Hole in the Heart: Bringing Up Beth by Henny Beaumont

Henny Beaumont’s Hole in the Heart: Bringing Up Beth was immediately relatable and bold in how it approached the subject of raising a child with a disability. This work of Graphic Medicine happens to be my first and it most certainly will not be my last. The editorial page notes that “For healthcare practitioners, patients, families, and caregivers dealing with illness and disability, graphic narrative enlightens complicated or difficult experience”. The are other titles in the Graphic Medicine series that may also interest you. Try The Bad Doctor: The Troubled Life and Times of Dr. Iwan James or My Degeneration: A Journey Through Parkinson’s.

Having an interest in medicine, I was struck by the double-entendre in the title. “Hole in the Heart” works on a couple of different levels. Quite literally, a hole in the heart in this case refers to an Atrioventricular Septal Defect (AVSD). Imagine the pain of giving birth to your child to discover that she likely has genetic heart problems that will require surgery.  Figuratively, the initial sense of loss, pain, or despair you experience is akin to having a hole in your heart. Even the subtitle “Bringing Up Beth” works on a couple of different levels. First, “bringing up” refers to raising someone from childhood to adulthood. Yet Beaumont is also bringing up the difficult subject of raising a child with special needs.  How would you react if a doctor (with the bedside rapport of a chair) approached you while you were holding your daughter for the first time only to inform you of the likelihood that she has Down’s Syndrome? And why does having Down’s Syndrome have to signify the sky falling or the end of the world? It simply does not.

The beauty of this book, and like the experience of reading books in general, is that you will see Beth and other people with Down’s Syndrome through the eyes of Hen. Sympathy–perhaps even empathy–is one powerful way reading helps creating understanding between ourselves and others who are different than we are. In one particular scene, Hen is making small talk with acquaintances who tend to tip-toe around the subject (Beth), in order to avoid talking about her as though she’s some kind of secret. Beaumont brilliantly pulls us into the conversation and shows us that referring to someone’s “Down’s baby” is disrespectful and callous. The appropriate and respectful way to refer to people with Down’s is exactly that: people who just happen to have Down’s.

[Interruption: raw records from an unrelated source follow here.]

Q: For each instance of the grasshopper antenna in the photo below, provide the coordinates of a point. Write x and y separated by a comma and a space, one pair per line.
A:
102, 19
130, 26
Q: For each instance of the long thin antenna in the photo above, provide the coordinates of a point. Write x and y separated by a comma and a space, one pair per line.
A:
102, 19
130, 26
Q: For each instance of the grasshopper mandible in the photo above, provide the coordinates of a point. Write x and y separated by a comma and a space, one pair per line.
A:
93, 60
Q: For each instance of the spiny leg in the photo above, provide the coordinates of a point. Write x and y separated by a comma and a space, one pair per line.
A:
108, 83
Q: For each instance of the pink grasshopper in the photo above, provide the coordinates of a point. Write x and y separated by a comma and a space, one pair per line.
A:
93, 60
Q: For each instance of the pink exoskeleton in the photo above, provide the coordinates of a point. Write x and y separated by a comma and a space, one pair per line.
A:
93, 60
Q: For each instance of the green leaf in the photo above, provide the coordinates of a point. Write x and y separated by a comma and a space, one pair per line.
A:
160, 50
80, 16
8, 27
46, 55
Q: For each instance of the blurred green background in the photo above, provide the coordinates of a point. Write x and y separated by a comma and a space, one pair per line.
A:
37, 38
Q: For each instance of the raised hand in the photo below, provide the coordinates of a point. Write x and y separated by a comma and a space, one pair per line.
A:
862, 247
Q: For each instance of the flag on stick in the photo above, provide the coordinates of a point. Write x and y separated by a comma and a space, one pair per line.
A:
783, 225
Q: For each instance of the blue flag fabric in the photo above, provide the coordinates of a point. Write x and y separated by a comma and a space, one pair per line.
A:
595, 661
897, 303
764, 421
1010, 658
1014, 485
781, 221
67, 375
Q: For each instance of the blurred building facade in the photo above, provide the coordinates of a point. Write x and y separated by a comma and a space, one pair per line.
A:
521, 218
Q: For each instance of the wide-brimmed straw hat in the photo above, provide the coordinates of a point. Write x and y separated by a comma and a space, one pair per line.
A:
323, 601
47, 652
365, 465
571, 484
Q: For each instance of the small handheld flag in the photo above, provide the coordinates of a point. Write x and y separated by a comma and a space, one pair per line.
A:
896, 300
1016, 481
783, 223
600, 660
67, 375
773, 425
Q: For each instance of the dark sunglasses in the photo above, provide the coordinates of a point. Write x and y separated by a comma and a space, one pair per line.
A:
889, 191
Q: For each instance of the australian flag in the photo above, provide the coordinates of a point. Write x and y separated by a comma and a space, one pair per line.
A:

As Beth matures, her family must grapple with the challenges of inclusion and acceptance in the classroom and beyond. What does true inclusion look like? Beth’s sisters joke that a school will utilize a picture of a student with Down’s just to appear inclusive in promotional and marketing materials; but truly embracing acceptance and inclusion looks and sounds different.  In another scene, Hen looks forward to meeting with Beth’s teacher. Just as you think the teacher is about to compliment Beth on her own terms, she instead gloats about “how TOLERANT” Beth’s classmates are (as though its her ability to be tolerated that makes her noteworthy.) You see the problem here: defining a person in terms of how they can be useful or tolerable for others (rather than being innately worthy in and of themselves) is de-humanizing and plain wrong.

I was working at the reference desk when I began discussing books with a patron. The topic of graphic novels came up. I mentioned that Hole in the Heart: Bringing Up  Beth  was  moving and that I cried while reading the last page of the book. The accompanying image (likely charcoal or pencil?) is beautiful–something many people can relate to. The patron looked perplexed. “You cried? ” he asked. The picture and sentiment simply embodied love & acceptance. “I did”, I replied.

If you’re skeptical that Graphic Novels can be emotionally complex and deeply moving, please read this book!